Don Quixote, Medea or the Miser? Why we should resist French publishers’ opposition to zero embargo access to science

In a recent opinion piece, Le Monde gave space to the President of the French Publishers’ Association to make the case that removing embargoes in access to scientific outputs would only be a boon to major American technology companies.

The effort to use a claimed link with Google and others as a means to undermine arguments for copyright reform is nothing new. However, it does demand a response, with European Union ministers and senior officials due to meet by the end of the month to agree new Conclusions on Scholarly Communication.

So given the literary focus of the initial piece, let’s take a look at from which book the Le Monde piece takes a leaf.

Don Quixote

Perhaps Cervantes was the inspiration, and the French Publishers Association is tilting at windmills? Certainly, it does not seem to make sense that trying to uphold embargoes is really going to make a difference for major technology companies that certainly have the means to buy access to research already.

It’s rather the smaller players – smaller universities and research institutions, those in countries with fewer resources, and of course individuals – who miss out when embargoes are used. Whereas richer players can pay to overcome this barrier, it is insurmountable for others.

Medea

Was it Racine that they were reading? In Medea, such is the hatred of the lead character towards her husband, she kills her own children.

Given the increasingly strong consensus around how inseparable openness is from scientific progress, to argue against this looks not only anachronistic, but also harmful. For publishers to be arguing against this, in order to spite third parties which are arguably irrelevant in this space, is concerning.

While there is certainly a case for effective action to ensure proper regulation of major technology companies, throttling access to science cannot be part of this.

The Miser

Maybe it was Molière, whose Harpagon’s meanness – both in terms of money and his relations with his children – who lies behind this piece?
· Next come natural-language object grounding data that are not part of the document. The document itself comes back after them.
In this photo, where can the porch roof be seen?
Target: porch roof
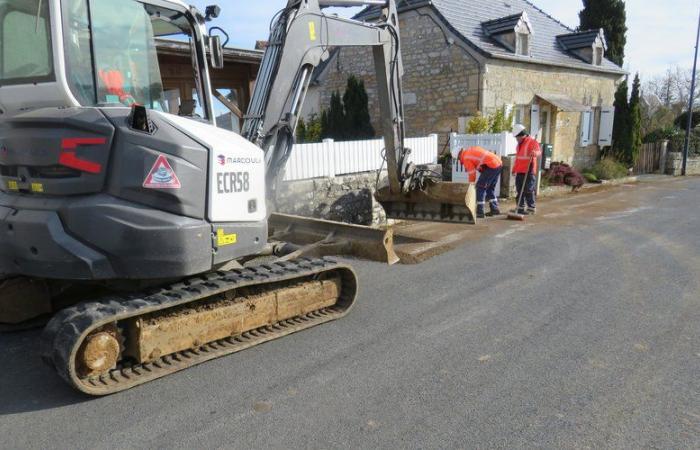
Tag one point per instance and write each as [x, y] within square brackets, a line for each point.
[564, 103]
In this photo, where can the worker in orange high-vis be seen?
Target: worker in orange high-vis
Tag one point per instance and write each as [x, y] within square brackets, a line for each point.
[527, 152]
[490, 165]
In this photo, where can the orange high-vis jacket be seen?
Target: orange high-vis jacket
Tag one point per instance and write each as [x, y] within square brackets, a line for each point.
[527, 149]
[473, 158]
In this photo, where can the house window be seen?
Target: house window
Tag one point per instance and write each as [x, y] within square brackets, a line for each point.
[598, 56]
[522, 44]
[586, 128]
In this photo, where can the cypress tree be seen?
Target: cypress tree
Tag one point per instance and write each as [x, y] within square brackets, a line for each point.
[356, 102]
[335, 126]
[610, 15]
[621, 135]
[635, 131]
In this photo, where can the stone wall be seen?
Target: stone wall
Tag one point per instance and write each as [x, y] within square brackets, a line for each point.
[441, 81]
[348, 198]
[507, 82]
[674, 164]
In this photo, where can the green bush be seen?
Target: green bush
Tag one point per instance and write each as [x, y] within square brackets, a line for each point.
[478, 124]
[500, 122]
[608, 169]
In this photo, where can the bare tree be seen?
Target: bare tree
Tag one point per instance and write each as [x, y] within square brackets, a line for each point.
[672, 88]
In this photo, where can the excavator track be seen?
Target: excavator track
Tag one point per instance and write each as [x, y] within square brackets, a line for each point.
[74, 329]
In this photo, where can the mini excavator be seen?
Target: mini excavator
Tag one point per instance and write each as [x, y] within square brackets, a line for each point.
[122, 210]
A recent piece in The Guardian highlighted a walk-out by editors of a journal due to opposition to fees charged by academic publishers, as well as the strong profit margins they enjoy.

While conservatism may play a role, of course some publishers are looking to adapt to the spread of open access and science by buying up often services that support academics, building businesses that in many ways mirror the GAFAM in their ability to gather and use data about researchers.

Different motivations may lie behind the piece published in Le Monde, but crucially, they should be recognised for what they are – a backlash against the drive towards open access and open science. EU ministers meeting later this month should not lose their focus on maintaining and even accelerating this drive, in order to enable a more competitive, collaborative and inclusive Europe in future.